Comparative Statics and Dynamics

Comparative-static results examine how parameter shifts—saving rate s, depreciation δ, population growth n, and productivity A—alter steady states, a tradition tracing to Robert Solow, Paul Samuelson, and Harrod. Transitional dynamics use phase diagrams and saddle-path stability methods developed alongside Tjalling Koopmans and applied in Chilean economic reforms literature. Long-run growth neutrality of s under exogenous A echoes debates involving Joseph Schumpeter and Kenneth Arrow; endogenous growth critiques by Paul Romer and Robert Lucas Jr. contrast sharply with Samuelson–Solow》 predictions.

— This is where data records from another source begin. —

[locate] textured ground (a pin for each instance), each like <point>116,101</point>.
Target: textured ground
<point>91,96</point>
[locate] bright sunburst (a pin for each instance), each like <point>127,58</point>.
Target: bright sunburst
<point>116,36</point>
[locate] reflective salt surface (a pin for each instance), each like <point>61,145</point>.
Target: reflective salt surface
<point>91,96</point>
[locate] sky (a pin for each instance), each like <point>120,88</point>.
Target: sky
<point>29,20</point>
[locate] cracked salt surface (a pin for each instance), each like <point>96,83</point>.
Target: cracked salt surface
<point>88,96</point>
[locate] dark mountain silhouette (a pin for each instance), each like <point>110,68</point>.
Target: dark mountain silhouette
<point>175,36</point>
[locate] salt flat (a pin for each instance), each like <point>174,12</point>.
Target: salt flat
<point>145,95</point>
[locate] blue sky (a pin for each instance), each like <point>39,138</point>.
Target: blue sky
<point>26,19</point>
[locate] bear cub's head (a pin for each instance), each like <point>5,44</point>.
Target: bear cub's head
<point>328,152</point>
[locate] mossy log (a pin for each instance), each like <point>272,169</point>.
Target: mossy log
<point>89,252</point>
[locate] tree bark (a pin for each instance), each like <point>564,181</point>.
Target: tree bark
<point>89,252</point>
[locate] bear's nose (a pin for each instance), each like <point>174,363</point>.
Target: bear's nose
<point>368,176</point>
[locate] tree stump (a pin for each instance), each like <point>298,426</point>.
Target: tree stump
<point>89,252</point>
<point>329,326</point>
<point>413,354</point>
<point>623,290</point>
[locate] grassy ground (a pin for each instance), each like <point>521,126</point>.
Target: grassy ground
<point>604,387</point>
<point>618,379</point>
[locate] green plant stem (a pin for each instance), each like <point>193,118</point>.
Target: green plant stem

Empirical Applications and Evidence

Samuelson–Solow》-style models underpin cross-country growth regressions by Robert Barro, Xavier Sala-i-Martin, and empirical testing frameworks used by Angus Maddison and Simon Kuznets. Applications appear in analyses by World Bank development reports, OECD productivity studies, and national forecasting at Federal Reserve Board and Bank of England. Empirical evaluations reference data series from Penn World Table, Bureau of Labor Statistics, and United Nations demographic projections, and are compared against evidence in works by Dani Rodrik, Jeffrey Sachs, Nouriel Roubini and Daron Acemoglu.

Criticisms and Extensions

Critiques come from Paul Romer, Robert Lucas Jr., Daron Acemoglu and Ha-Joon Chang who emphasize endogenous technological change, institutions, and political economy omitted in Samuelson–Solow》 baselines. Extensions integrate endogenous growth mechanisms from Paul Romer, human capital models by Gary Becker and Jacob Mincer, and institutional channels studied by Douglass North and Oliver Williamson. Empirical refinements use structural estimation techniques tied to Angrist and Pischke and nonlinear time-series tools developed by Christopher Sims and James Hamilton.